Moneybox

Who Will Obama Be Bargaining With In The 113 House?

An underrated issue looking at the legislative agenda in the new year is the question of who’s actually decisive in the House of Representatives.

This is perhaps best explained by analogy with the United States Senate. Over there it’s clear that what you need is a coalition of 60 Senators to pass bills under the normal process. That means the 55 Democrats plus 5 moderate Republicans, or else the 45 Republicans plus 15 moderate Democrats. Sometimes big leader-to-leader agreements happen, but legislation often occurs on the basis of minimum winning coalitions. The Dodd-Frank financial regulation bill, for example, was overwhelmingly opposed by the GOP but Scott Brown, Susan Collins, and Olympia Snowe made a separate peace with the Democrats and it passed.

This kind of thing isn’t unheard of in the House of Representatives, but it’s not possible in the modern era.

Back in the day it was. The Reagan Revolution was enacted in 1981 by the GOP minority joining with a dissident faction of Boll Weevil conservative Democrats to pass bills. But under modern conditions, bills opposed by the Speaker of the House almost never make it to the floor. If Reagan had to negotiate compromises with Tip O’Neill rather than with a minority of O’Neill’s caucus, he never could have passed some of his key 1981 agenda items.

Dennis Hastert formalized the new rules as the “majority of the majority” principle. For a bill to pass his House of Representatives, it needed two concurrent majorities—the support of both a majority of House members and the support of a majority of House Republicans. That had the effect of shifting the veto point in the House well to the right of the median house member. During the last congress, Speaker Boehner changed the rules again adopting the principle that he only wanted to move legislation that had the support of 218 Republicans which shifts the veto point way further to the right.

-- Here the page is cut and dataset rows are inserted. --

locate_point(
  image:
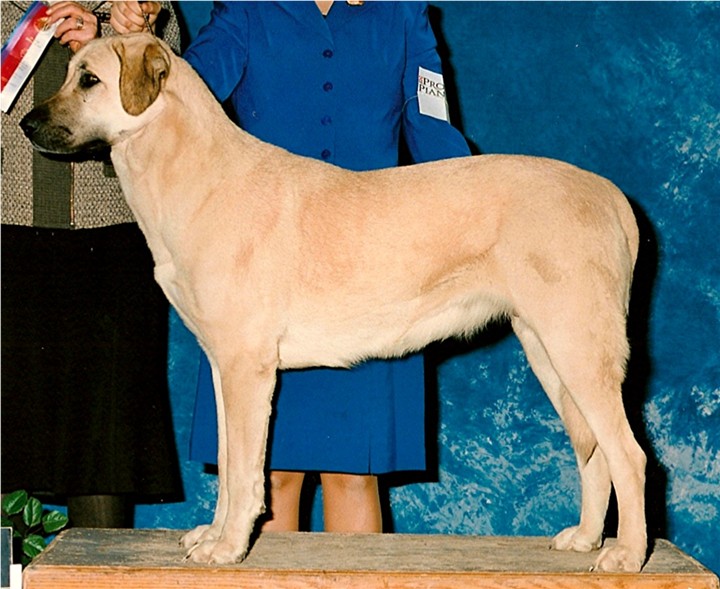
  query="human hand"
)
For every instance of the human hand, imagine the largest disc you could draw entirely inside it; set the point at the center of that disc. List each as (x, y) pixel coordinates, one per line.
(128, 16)
(79, 27)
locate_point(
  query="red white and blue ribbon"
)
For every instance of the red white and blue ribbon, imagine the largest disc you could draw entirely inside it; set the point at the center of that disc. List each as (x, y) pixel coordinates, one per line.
(23, 50)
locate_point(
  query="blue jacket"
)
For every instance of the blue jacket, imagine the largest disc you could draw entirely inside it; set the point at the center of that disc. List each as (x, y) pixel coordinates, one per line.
(309, 83)
(340, 88)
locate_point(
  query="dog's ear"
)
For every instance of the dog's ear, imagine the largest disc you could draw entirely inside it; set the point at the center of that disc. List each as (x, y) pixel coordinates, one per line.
(143, 70)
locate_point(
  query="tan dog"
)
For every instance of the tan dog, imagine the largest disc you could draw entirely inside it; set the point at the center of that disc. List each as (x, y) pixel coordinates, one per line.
(277, 261)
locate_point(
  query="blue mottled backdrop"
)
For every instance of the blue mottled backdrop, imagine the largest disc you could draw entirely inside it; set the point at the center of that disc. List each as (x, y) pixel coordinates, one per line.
(632, 92)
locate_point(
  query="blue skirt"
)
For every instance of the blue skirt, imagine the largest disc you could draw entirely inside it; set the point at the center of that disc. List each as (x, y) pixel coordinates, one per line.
(366, 420)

That absolute majority principle is a common norm of procedure in parliamentary systems. Angela Merkel wants to pass bills through the Bundestag that can pass in principle exclusively relying on the votes of her own coalition. If you require opposition votes to pass your bills, your government is in constant risk of collapse. But those systems generally have fewer veto points outside the lower house of parliament so the practical impact isn’t as gridlockerific.

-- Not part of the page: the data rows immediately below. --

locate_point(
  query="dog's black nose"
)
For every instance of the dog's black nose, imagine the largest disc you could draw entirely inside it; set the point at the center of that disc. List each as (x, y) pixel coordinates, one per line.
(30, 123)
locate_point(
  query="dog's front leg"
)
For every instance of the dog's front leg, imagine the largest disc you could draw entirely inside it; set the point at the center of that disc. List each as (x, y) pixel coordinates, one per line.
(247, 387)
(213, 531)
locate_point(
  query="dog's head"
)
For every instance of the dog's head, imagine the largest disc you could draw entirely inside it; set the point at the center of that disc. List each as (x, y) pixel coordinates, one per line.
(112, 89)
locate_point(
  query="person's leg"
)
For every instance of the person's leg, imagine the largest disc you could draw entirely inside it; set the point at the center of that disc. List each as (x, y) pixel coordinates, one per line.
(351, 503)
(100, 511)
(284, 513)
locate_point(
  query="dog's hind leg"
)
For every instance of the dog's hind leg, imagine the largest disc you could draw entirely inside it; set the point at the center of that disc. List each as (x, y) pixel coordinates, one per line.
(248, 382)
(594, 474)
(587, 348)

At any rate, the point is that these kind of things are at least partially under Boehner’s control and his decision-making about them is a huge driver of the odds of compromise. The House Republican majority isn’t that big. If Boehner allowed Boll Weeviling a lot of stuff could pass that won’t pass under the majority-of-the-majority principle, and there’s stuff that can pass under majority-of-the-majority rules that can’t pass under the absolute majority principle. Under the current rule, you’re asking Obama to bargain not with the median House member (a moderate Republican) or with the median House Republican (by definition a mainstream conservative Republican) but with essentially a member of the far-right fringe. That’s tough.